If your reactive data can be different datasets, this could still be possible but just messier. But in that case, I think I would consider moving away from nested Shiny outputs, and use a separate UI element to show row details, based on selected row or something. Then you'd have one fixed Shiny output that displays whatever is selected at the time. As a really simple example:

library(shiny)
library(reactable)
library(htmltools)

data <- unique(CO2[, c("Plant", "Type")])

ui <- fluidPage(
  selectInput("filter_type", "Filter Type", c("All", "Quebec", "Mississippi")),
  reactableOutput("table"),
  tags$details(
    tags$summary("Details", style = "display: list-item"),
    reactableOutput("details")
  )
)

server <- function(input, output) {

  data_rv <- reactive({
    if (input$filter_type == "All") {
      data
    } else {
      data[data$Type == input$filter_type, ]
    }
  })

  output$table <- renderReactable({
    tbl_data <- data_rv()[, c("Plant", "Type")]
    reactable(tbl_data, selection = "single", onClick = "select")
  })

  output$details <- renderReactable({
    selected <- getReactableState("table", "selected")
    req(selected)
    plant <- data_rv()[selected, "Plant"]
    plant_data <- CO2[CO2$Plant == plant, ]
    reactable(plant_data,
              selection = "multiple",
              onClick = "select",
              outlined = TRUE)
  })
}

shinyApp(ui, server)
algo-se commented 3 years ago

Thank you for the help @glin, your first option is perfect!

I really like this idea though:

  reactableOutput("table"),
  tags$details(
    tags$summary("Details", style = "display: list-item"),
    reactableOutput("details")
  )

Keeping things simple in Shiny is always good 😛

gofford commented 2 years ago

@glin In this example:

library(shiny)
library(reactable)
library(htmltools)

data <- unique(CO2[, c("Plant", "Type")])

ui <- fluidPage(
  selectInput("filter_type", "Filter Type", c("All", "Quebec", "Mississippi")),
  reactableOutput("table"),
  tags$details(
    tags$summary("Details", style = "display: list-item"),
    reactableOutput("details")
  )
)

server <- function(input, output) {

  data_rv <- reactive({
    if (input$filter_type == "All") {
      data
    } else {
      data[data$Type == input$filter_type, ]
    }
  })

  output$table <- renderReactable({
    tbl_data <- data_rv()[, c("Plant", "Type")]
    reactable(tbl_data, selection = "single", onClick = "select")
  })

  output$details <- renderReactable({
    selected <- getReactableState("table", "selected")
    req(selected)
    plant <- data_rv()[selected, "Plant"]
    plant_data <- CO2[CO2$Plant == plant, ]
    reactable(plant_data,
              selection = "multiple",
              onClick = "select",
              outlined = TRUE)
  })
}

shinyApp(ui, server)

it's pretty straightforward to update output$details so that the rendered data is pulled in from an external source or database, e.g.,

output$details <- renderReactable({
    selected <- getReactableState("table", "selected")
    req(selected)
    data <- get_data_from_database(selected)
    reactable(data, outlined = TRUE)
  })

Is there a way to have this same (or similar) code block embedded as a nested row with details?
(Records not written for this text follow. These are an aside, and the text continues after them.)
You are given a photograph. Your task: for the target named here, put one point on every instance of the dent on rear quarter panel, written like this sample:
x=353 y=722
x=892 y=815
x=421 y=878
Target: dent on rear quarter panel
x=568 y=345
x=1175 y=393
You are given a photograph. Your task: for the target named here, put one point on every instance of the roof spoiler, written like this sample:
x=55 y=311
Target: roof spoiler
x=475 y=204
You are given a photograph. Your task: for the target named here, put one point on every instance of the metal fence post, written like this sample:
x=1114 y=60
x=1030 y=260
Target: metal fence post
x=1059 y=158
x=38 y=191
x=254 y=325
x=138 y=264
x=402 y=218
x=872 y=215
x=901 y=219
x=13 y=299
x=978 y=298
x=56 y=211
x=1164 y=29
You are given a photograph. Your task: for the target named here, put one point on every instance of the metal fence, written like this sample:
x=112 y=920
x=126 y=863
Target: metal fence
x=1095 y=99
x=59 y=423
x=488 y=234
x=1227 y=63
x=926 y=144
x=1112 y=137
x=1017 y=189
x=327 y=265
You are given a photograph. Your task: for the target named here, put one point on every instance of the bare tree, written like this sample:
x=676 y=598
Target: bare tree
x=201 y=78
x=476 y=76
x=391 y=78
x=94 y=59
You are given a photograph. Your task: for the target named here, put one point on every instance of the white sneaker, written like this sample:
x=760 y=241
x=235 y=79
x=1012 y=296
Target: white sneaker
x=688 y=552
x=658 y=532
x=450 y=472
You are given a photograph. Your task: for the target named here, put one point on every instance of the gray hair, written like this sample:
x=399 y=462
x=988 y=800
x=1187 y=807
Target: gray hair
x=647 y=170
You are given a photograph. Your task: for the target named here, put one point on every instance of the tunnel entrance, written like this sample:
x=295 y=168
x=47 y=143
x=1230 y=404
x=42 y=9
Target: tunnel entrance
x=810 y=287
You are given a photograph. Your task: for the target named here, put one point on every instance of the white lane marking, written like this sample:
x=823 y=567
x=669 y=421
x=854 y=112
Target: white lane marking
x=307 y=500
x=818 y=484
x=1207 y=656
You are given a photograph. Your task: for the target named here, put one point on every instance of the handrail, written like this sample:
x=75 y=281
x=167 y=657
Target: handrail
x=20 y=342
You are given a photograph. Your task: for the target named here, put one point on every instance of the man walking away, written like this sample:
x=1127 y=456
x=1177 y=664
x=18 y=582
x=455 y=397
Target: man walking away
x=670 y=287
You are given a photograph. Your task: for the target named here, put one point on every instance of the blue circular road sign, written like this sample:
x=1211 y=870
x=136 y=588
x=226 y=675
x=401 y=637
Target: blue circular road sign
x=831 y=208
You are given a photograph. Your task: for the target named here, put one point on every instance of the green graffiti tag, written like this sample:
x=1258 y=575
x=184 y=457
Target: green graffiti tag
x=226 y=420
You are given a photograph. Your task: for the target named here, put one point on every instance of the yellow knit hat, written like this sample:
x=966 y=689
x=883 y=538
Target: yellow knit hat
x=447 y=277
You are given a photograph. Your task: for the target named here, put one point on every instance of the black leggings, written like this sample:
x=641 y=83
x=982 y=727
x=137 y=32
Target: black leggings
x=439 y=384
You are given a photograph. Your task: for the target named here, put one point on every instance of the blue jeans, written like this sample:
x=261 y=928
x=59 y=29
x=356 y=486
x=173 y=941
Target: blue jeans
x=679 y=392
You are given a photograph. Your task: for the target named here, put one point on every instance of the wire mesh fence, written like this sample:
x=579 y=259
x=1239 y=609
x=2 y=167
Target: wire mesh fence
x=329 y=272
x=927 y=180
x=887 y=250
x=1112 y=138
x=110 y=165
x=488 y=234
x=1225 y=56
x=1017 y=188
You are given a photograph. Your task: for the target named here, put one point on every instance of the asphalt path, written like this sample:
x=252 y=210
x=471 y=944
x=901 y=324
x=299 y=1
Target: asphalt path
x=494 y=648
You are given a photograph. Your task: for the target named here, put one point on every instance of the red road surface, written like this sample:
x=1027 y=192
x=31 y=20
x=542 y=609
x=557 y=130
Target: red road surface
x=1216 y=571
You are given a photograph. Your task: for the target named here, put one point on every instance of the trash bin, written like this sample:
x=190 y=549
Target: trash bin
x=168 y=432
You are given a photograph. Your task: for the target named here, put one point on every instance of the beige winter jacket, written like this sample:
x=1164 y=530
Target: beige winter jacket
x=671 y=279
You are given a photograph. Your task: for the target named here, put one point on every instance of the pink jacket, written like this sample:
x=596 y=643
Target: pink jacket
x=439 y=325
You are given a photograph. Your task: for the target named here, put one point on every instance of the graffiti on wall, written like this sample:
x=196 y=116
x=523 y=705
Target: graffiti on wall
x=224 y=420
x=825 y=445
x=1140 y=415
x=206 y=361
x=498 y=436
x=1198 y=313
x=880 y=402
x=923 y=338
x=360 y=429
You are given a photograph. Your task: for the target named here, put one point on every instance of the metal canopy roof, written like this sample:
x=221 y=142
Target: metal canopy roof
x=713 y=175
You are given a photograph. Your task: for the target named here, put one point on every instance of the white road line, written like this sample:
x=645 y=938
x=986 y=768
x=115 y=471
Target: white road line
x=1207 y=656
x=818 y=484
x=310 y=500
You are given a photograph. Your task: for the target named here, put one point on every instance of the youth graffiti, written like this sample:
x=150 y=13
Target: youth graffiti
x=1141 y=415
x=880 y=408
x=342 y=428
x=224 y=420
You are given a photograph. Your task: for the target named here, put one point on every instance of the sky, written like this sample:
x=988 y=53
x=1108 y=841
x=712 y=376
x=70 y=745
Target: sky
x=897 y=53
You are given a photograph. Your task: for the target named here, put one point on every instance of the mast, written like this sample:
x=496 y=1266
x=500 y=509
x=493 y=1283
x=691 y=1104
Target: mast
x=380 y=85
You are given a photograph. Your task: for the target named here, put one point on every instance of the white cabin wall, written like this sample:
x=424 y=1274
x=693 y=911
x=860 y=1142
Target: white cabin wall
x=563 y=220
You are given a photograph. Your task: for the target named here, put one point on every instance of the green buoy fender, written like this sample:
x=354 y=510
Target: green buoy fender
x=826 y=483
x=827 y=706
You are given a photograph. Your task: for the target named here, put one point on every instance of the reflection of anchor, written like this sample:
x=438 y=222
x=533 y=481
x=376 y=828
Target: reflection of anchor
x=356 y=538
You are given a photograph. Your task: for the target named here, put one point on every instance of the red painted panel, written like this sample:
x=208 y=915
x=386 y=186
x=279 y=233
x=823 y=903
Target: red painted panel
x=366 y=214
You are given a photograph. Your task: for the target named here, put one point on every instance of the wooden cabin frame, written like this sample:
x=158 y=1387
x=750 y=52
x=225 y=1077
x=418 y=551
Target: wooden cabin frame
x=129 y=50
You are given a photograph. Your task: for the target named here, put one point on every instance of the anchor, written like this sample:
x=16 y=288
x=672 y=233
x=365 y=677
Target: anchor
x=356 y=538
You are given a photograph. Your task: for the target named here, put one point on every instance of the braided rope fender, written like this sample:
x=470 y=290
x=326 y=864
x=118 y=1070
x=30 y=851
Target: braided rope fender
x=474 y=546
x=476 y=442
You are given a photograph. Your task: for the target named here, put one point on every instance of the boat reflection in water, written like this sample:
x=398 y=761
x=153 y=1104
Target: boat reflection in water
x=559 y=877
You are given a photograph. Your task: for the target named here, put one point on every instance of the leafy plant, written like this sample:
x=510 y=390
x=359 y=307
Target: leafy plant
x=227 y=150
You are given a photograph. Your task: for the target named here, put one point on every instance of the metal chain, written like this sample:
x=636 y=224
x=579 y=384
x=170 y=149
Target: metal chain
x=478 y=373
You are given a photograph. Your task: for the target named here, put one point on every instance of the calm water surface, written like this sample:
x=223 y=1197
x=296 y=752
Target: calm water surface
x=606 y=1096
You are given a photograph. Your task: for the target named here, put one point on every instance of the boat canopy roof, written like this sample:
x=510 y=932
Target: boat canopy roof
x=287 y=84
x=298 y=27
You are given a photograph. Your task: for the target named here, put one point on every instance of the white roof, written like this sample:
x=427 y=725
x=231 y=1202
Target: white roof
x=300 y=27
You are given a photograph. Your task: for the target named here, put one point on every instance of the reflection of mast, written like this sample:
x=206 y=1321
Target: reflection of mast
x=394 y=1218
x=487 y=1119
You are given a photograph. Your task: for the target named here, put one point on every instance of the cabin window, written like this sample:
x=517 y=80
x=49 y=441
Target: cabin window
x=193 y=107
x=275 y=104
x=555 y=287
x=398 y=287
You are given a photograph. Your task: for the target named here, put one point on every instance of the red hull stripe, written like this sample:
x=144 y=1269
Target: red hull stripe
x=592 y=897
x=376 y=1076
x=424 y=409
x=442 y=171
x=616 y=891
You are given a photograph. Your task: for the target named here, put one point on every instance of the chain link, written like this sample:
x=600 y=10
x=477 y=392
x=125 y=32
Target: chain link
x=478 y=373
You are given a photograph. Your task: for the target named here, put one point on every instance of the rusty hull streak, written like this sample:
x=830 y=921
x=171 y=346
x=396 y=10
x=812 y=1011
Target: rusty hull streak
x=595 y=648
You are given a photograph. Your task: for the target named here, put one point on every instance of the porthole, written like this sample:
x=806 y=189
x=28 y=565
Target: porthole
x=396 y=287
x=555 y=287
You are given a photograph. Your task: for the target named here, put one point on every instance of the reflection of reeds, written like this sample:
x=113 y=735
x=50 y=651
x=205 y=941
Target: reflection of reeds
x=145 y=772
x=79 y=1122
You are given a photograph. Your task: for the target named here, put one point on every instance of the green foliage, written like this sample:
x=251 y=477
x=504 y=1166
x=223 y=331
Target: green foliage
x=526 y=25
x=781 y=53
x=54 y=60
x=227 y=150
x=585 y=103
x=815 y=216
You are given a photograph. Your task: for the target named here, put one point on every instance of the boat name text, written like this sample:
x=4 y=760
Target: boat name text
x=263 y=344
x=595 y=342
Use-case is for a user to expand a row in a "main" aggregated table to pull in more granular data as and when required. There is too much data to throw at the user browser all at once. As far as I can tell all of the code in details is executed when the table is rendered, which fires off all of the queries on-load which is not desired. Is there a workaround?

On further digging I'm assuming that is affected by the same behaviour alluded to here? https://github.com/glin/reactable/issues/17#issuecomment-568219147

algo-se commented 2 years ago

Hey @gofford, in the example you quoted, the user would only see the details of the selected row. When the "main" table is first rendered, there is no row selected, so details is not executed. Apologies if I'm missing something ^^

Actually, this example is the one I ended up using in production, but instead of using tags$details, I just used another box where I put the "details" reactable.